Cet aspect de son engagement est particulièrement d’actualité à un moment où le MEDEF en appelle à la liquidation des acquis de la Libération, et où le gouvernement conduit une offensive d’ampleur contre les salariés et leurs droits.
Jean Catelas était aussi l’homme du rassemblement. Que ce soit dans le monde syndical, ou en politique, il a toujours oeuvré à réaliser l’unité des travailleurs.
C’était un homme convaincu que le rassemblement est un élément déterminant du succès.
Là encore, l’actualité sociale fourmille d’exemples de la pertinence de cette idée du rassemblement.
Enfin, il était un pragmatique et un visionnaire.
Pragmatique, car il partait du réel, de la misère qu’il voyait autour de lui, et cette pensée de l’unité étaient marquée du sceau de l’intérêt général pour la classe ouvrière et pour le peuple.
L’Unité : Je veux en dire un mot.
Ce mot, Catelas l’a chéri, il en a fait son étendard.
Là encore, au-delà des différences d’époques, ce sont bien les mêmes problèmes qui nous sont posés.
L’Unité, c’est obligatoirement, la confrontation certes amicale, mais ferme, dans la gauche.
Ces forces de gauche, le NPA, le PS, le PCF, le PG, ne font pas au départ, les mêmes analyses sur la société, sur les solutions, sur les objectifs immédiats ou d’avenir.

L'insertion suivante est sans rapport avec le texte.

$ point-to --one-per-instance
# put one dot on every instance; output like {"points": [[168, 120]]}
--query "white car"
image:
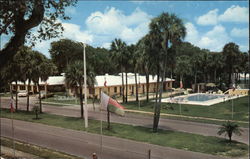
{"points": [[22, 93]]}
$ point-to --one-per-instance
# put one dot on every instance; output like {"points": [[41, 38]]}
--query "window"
{"points": [[22, 87]]}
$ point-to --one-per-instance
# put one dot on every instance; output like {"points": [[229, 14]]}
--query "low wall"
{"points": [[238, 92]]}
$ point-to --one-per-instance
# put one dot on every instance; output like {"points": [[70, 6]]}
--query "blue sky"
{"points": [[210, 24]]}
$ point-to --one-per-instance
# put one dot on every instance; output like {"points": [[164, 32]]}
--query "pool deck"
{"points": [[203, 103]]}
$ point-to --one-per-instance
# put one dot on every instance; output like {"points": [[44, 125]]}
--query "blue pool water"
{"points": [[203, 97]]}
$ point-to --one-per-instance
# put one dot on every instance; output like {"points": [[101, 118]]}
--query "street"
{"points": [[84, 144], [135, 119]]}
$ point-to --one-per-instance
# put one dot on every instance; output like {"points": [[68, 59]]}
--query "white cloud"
{"points": [[72, 31], [213, 40], [70, 10], [106, 45], [192, 33], [113, 23], [235, 14], [236, 32], [244, 48], [208, 19]]}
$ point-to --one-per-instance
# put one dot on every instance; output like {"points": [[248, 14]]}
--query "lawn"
{"points": [[219, 111], [179, 140], [35, 150]]}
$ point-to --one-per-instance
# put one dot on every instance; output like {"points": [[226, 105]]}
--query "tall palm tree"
{"points": [[183, 66], [74, 77], [27, 62], [166, 30], [42, 70], [230, 53], [118, 50], [230, 128], [145, 62]]}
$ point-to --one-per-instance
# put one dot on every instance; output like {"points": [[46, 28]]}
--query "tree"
{"points": [[74, 78], [165, 30], [145, 61], [230, 54], [118, 50], [13, 72], [18, 18], [63, 52], [229, 129], [183, 66], [42, 70]]}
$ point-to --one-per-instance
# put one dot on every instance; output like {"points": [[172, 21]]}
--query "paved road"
{"points": [[135, 119], [84, 144]]}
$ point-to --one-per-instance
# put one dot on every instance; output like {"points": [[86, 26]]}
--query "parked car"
{"points": [[22, 93], [43, 95]]}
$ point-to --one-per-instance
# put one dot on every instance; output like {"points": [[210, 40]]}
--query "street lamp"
{"points": [[85, 89]]}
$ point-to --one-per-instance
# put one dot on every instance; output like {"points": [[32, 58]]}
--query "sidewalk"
{"points": [[97, 106]]}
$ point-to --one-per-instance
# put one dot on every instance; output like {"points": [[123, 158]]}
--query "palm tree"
{"points": [[42, 70], [230, 53], [145, 60], [165, 30], [183, 66], [229, 128], [118, 50], [27, 62], [74, 77]]}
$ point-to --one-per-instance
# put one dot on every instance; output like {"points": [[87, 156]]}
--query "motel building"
{"points": [[113, 85]]}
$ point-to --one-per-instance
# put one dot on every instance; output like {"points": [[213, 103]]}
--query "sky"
{"points": [[209, 24]]}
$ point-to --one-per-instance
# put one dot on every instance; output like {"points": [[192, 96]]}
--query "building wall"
{"points": [[116, 90], [111, 90]]}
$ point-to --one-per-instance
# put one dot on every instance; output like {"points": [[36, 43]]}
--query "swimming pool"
{"points": [[199, 99], [204, 97]]}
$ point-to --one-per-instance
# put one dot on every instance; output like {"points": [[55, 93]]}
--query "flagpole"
{"points": [[138, 94], [12, 125], [101, 127], [85, 89]]}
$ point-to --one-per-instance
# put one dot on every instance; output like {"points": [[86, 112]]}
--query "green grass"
{"points": [[218, 111], [179, 140], [35, 150]]}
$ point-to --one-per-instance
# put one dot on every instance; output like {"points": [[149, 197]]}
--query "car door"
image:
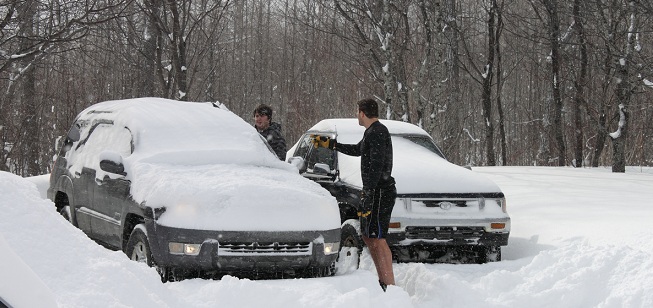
{"points": [[110, 191]]}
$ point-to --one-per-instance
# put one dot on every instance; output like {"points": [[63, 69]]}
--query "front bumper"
{"points": [[243, 251], [428, 232]]}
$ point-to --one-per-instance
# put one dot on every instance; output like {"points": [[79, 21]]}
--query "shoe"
{"points": [[383, 286]]}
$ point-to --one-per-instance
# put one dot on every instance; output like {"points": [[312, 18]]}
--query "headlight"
{"points": [[502, 203], [184, 249], [331, 248]]}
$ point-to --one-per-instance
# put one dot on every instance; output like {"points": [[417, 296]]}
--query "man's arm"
{"points": [[349, 149], [376, 160]]}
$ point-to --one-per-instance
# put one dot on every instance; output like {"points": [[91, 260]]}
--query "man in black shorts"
{"points": [[379, 192]]}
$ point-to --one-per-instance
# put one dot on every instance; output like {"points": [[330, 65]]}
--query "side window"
{"points": [[99, 137], [322, 156], [107, 137], [303, 147]]}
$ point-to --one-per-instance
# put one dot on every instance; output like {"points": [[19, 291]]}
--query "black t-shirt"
{"points": [[375, 150]]}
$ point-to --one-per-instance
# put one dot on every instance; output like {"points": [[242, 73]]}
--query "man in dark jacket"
{"points": [[379, 192], [271, 131]]}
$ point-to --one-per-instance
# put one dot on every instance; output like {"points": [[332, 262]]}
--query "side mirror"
{"points": [[112, 162], [73, 134], [112, 167], [321, 169], [298, 162]]}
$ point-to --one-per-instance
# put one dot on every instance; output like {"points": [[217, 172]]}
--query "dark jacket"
{"points": [[274, 138], [375, 150]]}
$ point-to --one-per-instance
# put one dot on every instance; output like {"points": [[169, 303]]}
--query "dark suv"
{"points": [[191, 187], [443, 212]]}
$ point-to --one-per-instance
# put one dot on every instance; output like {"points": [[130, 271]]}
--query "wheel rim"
{"points": [[140, 253]]}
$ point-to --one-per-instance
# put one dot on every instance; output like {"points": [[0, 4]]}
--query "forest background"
{"points": [[495, 82]]}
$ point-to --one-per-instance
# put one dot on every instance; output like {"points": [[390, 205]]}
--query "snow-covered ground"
{"points": [[580, 238]]}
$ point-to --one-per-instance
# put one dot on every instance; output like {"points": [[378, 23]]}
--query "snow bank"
{"points": [[581, 238]]}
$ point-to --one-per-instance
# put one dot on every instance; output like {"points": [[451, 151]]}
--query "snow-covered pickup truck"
{"points": [[191, 188], [443, 212]]}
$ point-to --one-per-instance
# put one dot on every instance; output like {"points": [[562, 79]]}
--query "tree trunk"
{"points": [[502, 129], [580, 86], [624, 94], [487, 87], [554, 36]]}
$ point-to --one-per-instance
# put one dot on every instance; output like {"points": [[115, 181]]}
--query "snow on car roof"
{"points": [[351, 126], [161, 127]]}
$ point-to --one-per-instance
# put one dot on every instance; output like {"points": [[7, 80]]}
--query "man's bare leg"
{"points": [[382, 257]]}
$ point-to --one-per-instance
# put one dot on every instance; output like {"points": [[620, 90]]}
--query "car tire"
{"points": [[138, 247], [490, 254], [351, 246], [65, 212]]}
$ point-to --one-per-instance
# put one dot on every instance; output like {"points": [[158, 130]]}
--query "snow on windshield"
{"points": [[416, 169]]}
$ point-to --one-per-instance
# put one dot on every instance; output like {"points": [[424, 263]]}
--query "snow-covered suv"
{"points": [[443, 212], [191, 187]]}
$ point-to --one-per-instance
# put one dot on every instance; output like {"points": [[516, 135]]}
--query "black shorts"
{"points": [[381, 202]]}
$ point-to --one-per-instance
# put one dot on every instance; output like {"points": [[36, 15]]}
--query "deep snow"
{"points": [[580, 238]]}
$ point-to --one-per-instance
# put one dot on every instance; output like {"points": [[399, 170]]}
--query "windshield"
{"points": [[424, 142]]}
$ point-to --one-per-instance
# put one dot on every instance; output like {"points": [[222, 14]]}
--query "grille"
{"points": [[265, 248], [443, 233], [436, 203]]}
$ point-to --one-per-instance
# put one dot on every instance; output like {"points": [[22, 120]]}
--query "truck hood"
{"points": [[230, 197]]}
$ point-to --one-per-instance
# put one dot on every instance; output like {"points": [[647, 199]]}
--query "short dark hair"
{"points": [[263, 109], [369, 107]]}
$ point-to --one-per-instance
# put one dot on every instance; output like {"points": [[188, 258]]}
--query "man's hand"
{"points": [[323, 141], [365, 206]]}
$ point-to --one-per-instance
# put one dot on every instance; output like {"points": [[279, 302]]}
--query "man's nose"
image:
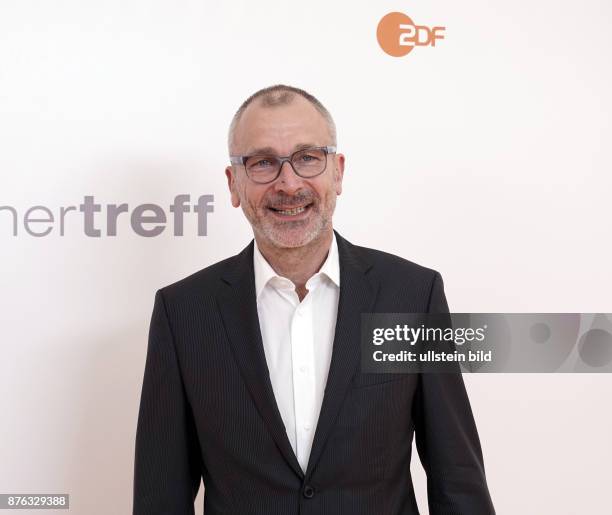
{"points": [[288, 181]]}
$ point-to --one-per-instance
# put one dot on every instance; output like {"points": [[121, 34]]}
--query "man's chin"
{"points": [[290, 237]]}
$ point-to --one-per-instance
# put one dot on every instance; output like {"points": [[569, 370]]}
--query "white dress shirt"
{"points": [[298, 340]]}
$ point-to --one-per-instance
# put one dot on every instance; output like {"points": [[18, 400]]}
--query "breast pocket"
{"points": [[362, 380]]}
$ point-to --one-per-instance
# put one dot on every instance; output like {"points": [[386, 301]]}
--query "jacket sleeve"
{"points": [[167, 467], [446, 438]]}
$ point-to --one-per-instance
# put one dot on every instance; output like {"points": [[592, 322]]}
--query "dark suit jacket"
{"points": [[208, 411]]}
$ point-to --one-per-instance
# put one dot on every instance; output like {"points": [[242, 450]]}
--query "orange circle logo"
{"points": [[397, 34], [389, 32]]}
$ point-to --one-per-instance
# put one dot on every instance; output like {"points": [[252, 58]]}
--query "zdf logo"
{"points": [[397, 34]]}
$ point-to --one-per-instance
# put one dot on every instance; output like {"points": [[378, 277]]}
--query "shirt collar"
{"points": [[264, 272]]}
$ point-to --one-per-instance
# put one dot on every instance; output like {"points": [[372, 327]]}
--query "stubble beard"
{"points": [[292, 234]]}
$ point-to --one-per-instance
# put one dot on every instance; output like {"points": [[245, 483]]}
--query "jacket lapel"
{"points": [[357, 296], [237, 304]]}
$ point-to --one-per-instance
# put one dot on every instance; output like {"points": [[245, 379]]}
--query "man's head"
{"points": [[290, 211]]}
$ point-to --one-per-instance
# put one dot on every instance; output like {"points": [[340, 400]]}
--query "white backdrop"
{"points": [[486, 158]]}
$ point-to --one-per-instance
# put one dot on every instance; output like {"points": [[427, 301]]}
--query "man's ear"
{"points": [[231, 184], [339, 172]]}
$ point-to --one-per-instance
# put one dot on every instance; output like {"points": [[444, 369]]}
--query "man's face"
{"points": [[290, 211]]}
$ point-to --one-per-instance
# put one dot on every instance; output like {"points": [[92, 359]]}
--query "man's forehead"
{"points": [[281, 127]]}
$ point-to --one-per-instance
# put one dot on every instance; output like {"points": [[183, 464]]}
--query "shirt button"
{"points": [[308, 492]]}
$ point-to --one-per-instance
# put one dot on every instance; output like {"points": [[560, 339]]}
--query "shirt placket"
{"points": [[302, 352]]}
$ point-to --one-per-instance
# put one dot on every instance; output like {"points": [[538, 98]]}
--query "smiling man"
{"points": [[252, 380]]}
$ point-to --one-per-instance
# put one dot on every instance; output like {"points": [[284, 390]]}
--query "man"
{"points": [[252, 379]]}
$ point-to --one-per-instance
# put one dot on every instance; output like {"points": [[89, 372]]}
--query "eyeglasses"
{"points": [[306, 163]]}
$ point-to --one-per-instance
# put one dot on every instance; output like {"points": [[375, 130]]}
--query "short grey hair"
{"points": [[277, 95]]}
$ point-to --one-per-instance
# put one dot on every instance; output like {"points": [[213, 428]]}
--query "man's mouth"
{"points": [[290, 211]]}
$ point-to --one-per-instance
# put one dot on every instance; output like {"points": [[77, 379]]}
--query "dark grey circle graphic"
{"points": [[540, 332], [595, 347]]}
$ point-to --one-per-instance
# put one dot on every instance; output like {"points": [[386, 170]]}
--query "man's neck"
{"points": [[300, 263]]}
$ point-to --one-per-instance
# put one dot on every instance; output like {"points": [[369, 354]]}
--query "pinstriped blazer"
{"points": [[207, 409]]}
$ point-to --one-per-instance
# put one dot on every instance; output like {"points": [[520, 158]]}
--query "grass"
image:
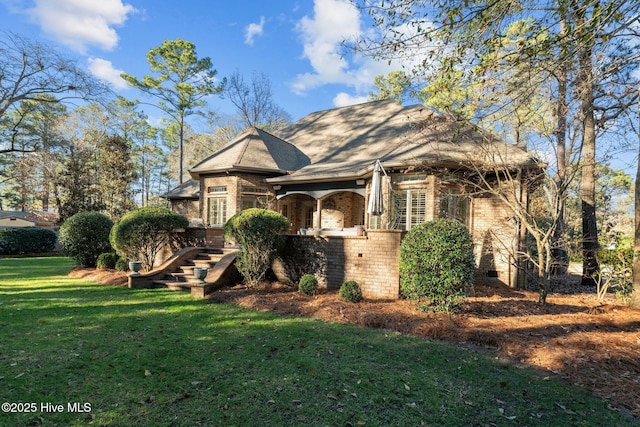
{"points": [[161, 358]]}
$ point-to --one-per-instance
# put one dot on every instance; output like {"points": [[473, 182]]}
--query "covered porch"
{"points": [[326, 208]]}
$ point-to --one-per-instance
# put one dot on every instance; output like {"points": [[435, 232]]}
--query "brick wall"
{"points": [[372, 261]]}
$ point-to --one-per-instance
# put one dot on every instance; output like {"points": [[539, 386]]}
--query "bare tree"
{"points": [[254, 101], [32, 71]]}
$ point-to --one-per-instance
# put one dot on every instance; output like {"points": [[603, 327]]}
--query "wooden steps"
{"points": [[182, 279]]}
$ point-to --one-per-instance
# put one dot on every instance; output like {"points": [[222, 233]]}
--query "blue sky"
{"points": [[296, 43]]}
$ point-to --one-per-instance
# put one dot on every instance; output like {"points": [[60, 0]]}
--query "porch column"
{"points": [[319, 216]]}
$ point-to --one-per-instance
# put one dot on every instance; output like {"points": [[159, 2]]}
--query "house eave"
{"points": [[229, 169]]}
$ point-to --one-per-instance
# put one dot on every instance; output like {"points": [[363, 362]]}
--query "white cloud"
{"points": [[81, 23], [104, 70], [253, 30], [322, 35], [344, 99]]}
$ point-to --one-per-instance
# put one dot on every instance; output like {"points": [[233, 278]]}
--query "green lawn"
{"points": [[114, 356]]}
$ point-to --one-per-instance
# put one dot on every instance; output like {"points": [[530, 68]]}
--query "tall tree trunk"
{"points": [[635, 295], [559, 244], [584, 84]]}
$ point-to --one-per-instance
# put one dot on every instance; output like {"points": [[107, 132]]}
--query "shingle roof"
{"points": [[255, 150], [188, 190], [345, 142]]}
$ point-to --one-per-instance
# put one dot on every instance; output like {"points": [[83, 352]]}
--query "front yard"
{"points": [[107, 355]]}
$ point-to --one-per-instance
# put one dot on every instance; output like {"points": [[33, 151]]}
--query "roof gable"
{"points": [[254, 150], [345, 142]]}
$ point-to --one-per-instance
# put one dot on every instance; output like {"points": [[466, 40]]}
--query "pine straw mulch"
{"points": [[590, 345]]}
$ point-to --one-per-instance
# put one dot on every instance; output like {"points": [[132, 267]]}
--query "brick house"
{"points": [[317, 172]]}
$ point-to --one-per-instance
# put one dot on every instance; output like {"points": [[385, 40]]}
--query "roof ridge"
{"points": [[251, 131]]}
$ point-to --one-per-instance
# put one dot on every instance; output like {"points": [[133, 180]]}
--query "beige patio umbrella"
{"points": [[376, 205]]}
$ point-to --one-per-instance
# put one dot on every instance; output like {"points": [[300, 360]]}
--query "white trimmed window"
{"points": [[217, 212], [410, 208]]}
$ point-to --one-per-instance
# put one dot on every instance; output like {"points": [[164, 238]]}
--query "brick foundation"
{"points": [[372, 261]]}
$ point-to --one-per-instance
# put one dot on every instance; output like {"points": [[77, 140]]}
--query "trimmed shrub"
{"points": [[142, 233], [308, 284], [27, 240], [350, 291], [85, 236], [107, 260], [259, 232], [437, 265], [122, 264]]}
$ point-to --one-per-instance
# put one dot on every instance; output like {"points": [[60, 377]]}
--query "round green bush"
{"points": [[107, 260], [259, 232], [27, 240], [142, 233], [437, 264], [84, 236], [350, 291], [308, 284], [122, 264]]}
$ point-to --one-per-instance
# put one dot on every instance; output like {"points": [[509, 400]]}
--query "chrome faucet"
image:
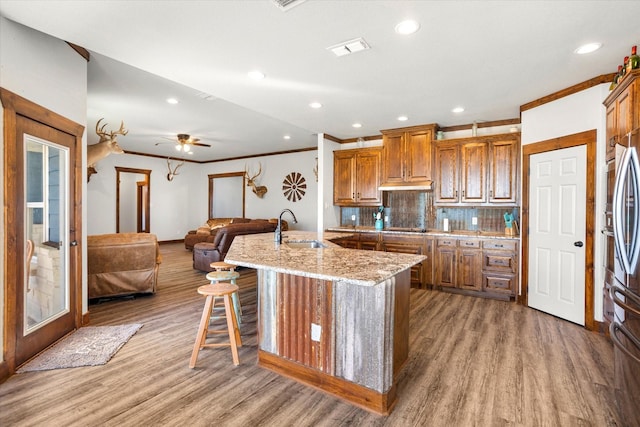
{"points": [[278, 234]]}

C’était vrai avec d’autres, en 1930, en 1940, dans la Résistance, dans les guerres coloniales ou dans la guerre froide.
Il a bien fallu pourtant que se dégage un chemin. Et là, c’est l’intelligence des peuples et de leurs luttes qui dégagent ce chemin.
Cela, Jean Catelas l’avait compris.
Nous, qui sommes les héritiers de Catelas, nous sommes porteurs, au Parti Communiste d’idées, de solutions, et nous en débattons avec ceux avec qui veulent avec nous l’entente, devant le Peuple.
Nous avons une confiance illimitée, malgré toutes les difficultés, dans les travailleurs de ce pays, dans les progressistes, dans le monde de gauche, en restant nous même.
Et ça n’est pas si facile.
Ni la droite, ni l’extrême droite n’auront le dernier mot dans les affrontements actuels, entre les forces du capitalisme, et les idées de transformation sociale dont nous sommes porteurs, nous, les communistes.
Jean Catelas, et ses camarades ont rêvé de changer le monde, ils y ont contribué.
Jean Catelas est mort en criant Vive la France et en chantant la Marseillaise.
Avant de mourir, il avait écrit ceci à sa femme :
« A toi, ma chère femme, mes baisers les plus tendres,
A mes enfants ma tendresse, celle d’un père,
A ma famille, mon nom, celui d’un martyr assassiné,
A mon Parti, ma vie. »
Pour moi militante communiste, pour nous tous ici, le respect, la fidélité à ces géants comme Jean Catelas, à ceux qui disparaissent, derniers témoins d’une époque, tout cela nous aide à être plus forts dans les combats d’aujourd’hui.
Nous ne laisserons pas disparaître ce à quoi ils ont cru, ce pourquoi Jean Catelas est mort.